Scientific classification
- Kingdom: Animalia
- Phylum: Chordata
- Class: Actinopterygii
- Order: Acanthuriformes
- Family: Chaetodontidae
- Genus: Chaetodon
- Subgenus: Lepidochaetodon
- Species: C. daedalma
- Binomial name: Chaetodon daedalma D. S. Jordan & Fowler, 1902

= Chaetodon daedalma =

- Genus: Chaetodon
- Species: daedalma
- Authority: D. S. Jordan & Fowler, 1902
- Conservation status: LC

Species of fish

Chaetodon daedalma or the wrought-iron butterflyfish is a species of marine ray-finned fish, a butterflyfish belonging to the family Chaetodontidae.
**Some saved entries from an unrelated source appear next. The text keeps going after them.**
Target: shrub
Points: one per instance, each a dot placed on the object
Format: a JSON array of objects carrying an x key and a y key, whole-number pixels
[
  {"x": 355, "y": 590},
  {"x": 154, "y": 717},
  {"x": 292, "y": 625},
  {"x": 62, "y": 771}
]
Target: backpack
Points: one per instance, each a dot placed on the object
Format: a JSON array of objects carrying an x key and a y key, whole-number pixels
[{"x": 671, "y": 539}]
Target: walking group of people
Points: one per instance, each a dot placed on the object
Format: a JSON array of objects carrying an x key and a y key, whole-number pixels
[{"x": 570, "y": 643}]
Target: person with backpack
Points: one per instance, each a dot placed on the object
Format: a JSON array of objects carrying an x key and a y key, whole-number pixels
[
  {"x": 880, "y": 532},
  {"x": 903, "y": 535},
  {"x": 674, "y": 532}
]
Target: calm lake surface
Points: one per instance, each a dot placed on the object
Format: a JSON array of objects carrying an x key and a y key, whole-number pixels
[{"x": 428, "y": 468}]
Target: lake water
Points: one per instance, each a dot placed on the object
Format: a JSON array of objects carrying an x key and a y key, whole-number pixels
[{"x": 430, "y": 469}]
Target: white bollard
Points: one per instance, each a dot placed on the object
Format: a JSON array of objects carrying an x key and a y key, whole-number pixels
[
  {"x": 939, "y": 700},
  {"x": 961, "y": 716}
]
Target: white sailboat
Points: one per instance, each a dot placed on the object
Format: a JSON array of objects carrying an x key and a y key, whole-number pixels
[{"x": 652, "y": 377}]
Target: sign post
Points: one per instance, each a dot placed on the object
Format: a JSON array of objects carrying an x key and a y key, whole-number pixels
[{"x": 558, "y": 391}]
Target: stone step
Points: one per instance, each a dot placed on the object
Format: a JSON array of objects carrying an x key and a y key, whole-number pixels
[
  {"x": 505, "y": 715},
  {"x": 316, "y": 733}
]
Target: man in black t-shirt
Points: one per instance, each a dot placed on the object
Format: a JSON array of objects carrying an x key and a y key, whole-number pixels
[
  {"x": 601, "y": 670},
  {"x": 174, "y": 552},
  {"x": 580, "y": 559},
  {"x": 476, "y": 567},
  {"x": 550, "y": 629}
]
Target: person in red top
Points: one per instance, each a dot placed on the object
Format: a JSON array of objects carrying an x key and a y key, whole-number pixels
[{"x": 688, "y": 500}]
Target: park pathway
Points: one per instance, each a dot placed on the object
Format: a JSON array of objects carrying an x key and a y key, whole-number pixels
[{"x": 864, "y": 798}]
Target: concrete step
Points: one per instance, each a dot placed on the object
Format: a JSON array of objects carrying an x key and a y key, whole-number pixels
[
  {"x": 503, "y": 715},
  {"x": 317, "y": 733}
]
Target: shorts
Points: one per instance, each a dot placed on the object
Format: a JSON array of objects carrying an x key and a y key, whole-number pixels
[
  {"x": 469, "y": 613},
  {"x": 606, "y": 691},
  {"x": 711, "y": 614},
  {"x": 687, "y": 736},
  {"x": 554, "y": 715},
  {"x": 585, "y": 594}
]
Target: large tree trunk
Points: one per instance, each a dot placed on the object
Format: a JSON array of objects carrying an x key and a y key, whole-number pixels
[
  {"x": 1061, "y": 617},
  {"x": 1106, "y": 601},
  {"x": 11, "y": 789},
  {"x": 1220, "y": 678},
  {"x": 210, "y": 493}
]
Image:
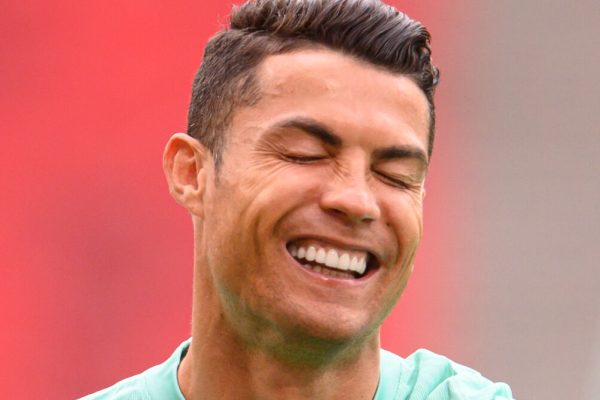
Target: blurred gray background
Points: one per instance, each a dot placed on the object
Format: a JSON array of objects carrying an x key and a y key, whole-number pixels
[{"x": 533, "y": 99}]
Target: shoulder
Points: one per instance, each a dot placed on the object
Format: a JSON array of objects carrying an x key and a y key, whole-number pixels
[
  {"x": 156, "y": 383},
  {"x": 131, "y": 388},
  {"x": 425, "y": 375}
]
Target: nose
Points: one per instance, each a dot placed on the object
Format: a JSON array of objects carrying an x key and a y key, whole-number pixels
[{"x": 352, "y": 199}]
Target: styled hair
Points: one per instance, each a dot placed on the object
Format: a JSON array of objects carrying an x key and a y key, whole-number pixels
[{"x": 366, "y": 29}]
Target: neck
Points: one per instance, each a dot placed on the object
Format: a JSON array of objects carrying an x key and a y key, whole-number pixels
[{"x": 224, "y": 364}]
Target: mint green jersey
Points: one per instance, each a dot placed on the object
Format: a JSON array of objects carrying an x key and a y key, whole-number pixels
[{"x": 422, "y": 376}]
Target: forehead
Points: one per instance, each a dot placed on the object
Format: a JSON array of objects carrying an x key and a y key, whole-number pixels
[{"x": 345, "y": 93}]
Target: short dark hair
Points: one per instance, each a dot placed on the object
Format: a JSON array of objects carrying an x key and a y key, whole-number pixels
[{"x": 366, "y": 29}]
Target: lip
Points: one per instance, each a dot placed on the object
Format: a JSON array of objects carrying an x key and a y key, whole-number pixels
[{"x": 374, "y": 263}]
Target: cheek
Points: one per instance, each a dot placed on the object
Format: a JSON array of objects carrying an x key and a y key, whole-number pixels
[{"x": 405, "y": 218}]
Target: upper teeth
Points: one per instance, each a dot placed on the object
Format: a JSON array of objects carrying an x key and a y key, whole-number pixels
[{"x": 332, "y": 258}]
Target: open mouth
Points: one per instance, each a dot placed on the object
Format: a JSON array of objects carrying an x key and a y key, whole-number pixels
[{"x": 332, "y": 261}]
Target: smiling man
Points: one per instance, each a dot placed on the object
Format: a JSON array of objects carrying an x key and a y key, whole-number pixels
[{"x": 310, "y": 133}]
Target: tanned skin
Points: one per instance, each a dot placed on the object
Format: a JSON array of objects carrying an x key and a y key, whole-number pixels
[{"x": 334, "y": 153}]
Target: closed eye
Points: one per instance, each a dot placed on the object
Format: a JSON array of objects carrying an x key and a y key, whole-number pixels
[
  {"x": 393, "y": 181},
  {"x": 302, "y": 159}
]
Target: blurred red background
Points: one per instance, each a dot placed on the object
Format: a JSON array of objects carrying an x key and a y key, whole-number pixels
[{"x": 95, "y": 257}]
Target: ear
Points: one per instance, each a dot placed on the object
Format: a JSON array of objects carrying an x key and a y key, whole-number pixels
[{"x": 186, "y": 163}]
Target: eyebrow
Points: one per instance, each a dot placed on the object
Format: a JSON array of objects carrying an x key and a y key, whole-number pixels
[
  {"x": 401, "y": 152},
  {"x": 313, "y": 128},
  {"x": 323, "y": 133}
]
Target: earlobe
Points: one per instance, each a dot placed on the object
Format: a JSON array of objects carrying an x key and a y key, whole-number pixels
[{"x": 185, "y": 162}]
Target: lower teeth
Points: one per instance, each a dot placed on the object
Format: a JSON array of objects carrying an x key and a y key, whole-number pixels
[{"x": 328, "y": 272}]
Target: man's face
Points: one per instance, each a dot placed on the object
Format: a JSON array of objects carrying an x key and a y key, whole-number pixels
[{"x": 320, "y": 179}]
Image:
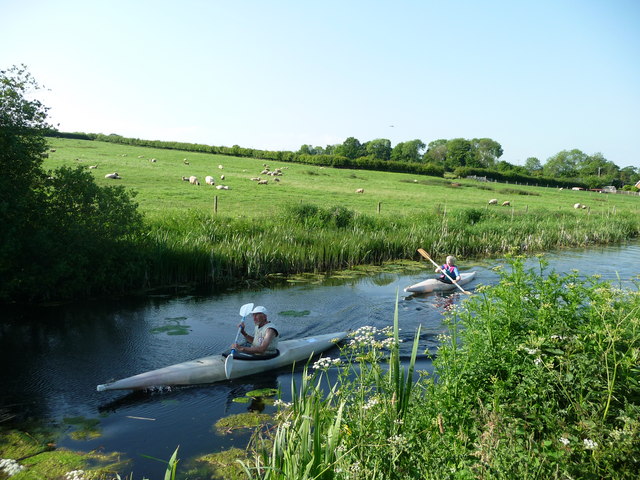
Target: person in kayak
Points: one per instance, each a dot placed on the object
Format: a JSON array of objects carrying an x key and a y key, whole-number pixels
[
  {"x": 449, "y": 271},
  {"x": 265, "y": 336}
]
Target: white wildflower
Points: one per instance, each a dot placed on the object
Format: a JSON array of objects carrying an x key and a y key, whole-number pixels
[{"x": 10, "y": 466}]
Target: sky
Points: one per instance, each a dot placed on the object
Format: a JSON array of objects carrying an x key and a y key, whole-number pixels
[{"x": 537, "y": 76}]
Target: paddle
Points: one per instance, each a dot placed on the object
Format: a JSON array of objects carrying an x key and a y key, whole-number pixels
[
  {"x": 422, "y": 252},
  {"x": 228, "y": 362}
]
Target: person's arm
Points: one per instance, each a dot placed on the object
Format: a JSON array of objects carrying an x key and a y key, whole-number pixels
[{"x": 270, "y": 335}]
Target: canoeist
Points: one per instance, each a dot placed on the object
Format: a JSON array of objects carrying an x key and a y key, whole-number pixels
[
  {"x": 265, "y": 336},
  {"x": 449, "y": 271}
]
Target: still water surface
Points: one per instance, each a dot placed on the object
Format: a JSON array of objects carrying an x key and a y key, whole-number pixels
[{"x": 53, "y": 358}]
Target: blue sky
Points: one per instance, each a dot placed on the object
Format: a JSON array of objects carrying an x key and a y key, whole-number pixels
[{"x": 536, "y": 76}]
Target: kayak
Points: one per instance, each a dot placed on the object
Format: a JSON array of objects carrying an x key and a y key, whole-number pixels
[
  {"x": 433, "y": 285},
  {"x": 211, "y": 369}
]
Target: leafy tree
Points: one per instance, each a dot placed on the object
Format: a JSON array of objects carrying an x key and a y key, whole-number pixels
[
  {"x": 459, "y": 153},
  {"x": 486, "y": 152},
  {"x": 533, "y": 166},
  {"x": 62, "y": 235},
  {"x": 351, "y": 148},
  {"x": 380, "y": 148},
  {"x": 410, "y": 151},
  {"x": 564, "y": 163}
]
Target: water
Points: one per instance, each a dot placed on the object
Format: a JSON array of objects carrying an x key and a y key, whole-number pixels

It is native to the western Pacific ocean near central and southern Japan.

==Description==
Chaetodon daedalma is mainly metallic black in colour with yellow margins to the dorsal, anal and caudal fin. The body has some markings resembling a cross hatch in pattern. The scales, have pale yellow centres and broad black margins forming a lattice or netted pattern. The largely black colouration is very unusual for a species of butterflyfish which are normally much more colourful. This species attains a maximum total length of 15 cm.

==Distribution==
Chaetodon daedalma is endemic to Japan where it is found on the main islands of Japan south of Sagami Bay, as well as the Ryukyu Islands, the Ogasawara Islands, and the Izu Islands.

==Habitat and biology==
Chaetodon daedalma is found in clear and outer waters at depths which are normally in excess of 10 m in depth. They are sociable fish and the adults are normally found in schools which number more than 10 individuals. They are also nomadic and the schools will range over a wide area. This is an oviparous species and the males and females form pairs for breeding. They prefer rocky reefs where the graze on algae and benthic invertebrates, including fanworms, hydroids, gastropods, barnacles and tunicates. Sometimes these fish congregate to graze in huge numbers, creating in tight formation which undulates referred to as a "wrought-iron ball". This is thought to be a defensive strategy.

==Taxonomy and etymology==
Chaetodon daedalma was first formally described in 1902 by the American ichthyologists David Starr Jordan (1851-1931) and Henry Weed Fowler (1878-1965) with the type locality given as Naha, Okinawa Island in the Ryukyu Islands. The specific name daedalma means a style of artistic embroidery and refers to the patterning shown by this species.

==Utlisation==
Chaetodon daedalma is uncommon in the fish keeping trade outside Japan as it has a rather restricted distribution and it prefers cooler conditions than related species. When it is exported it commands a high price.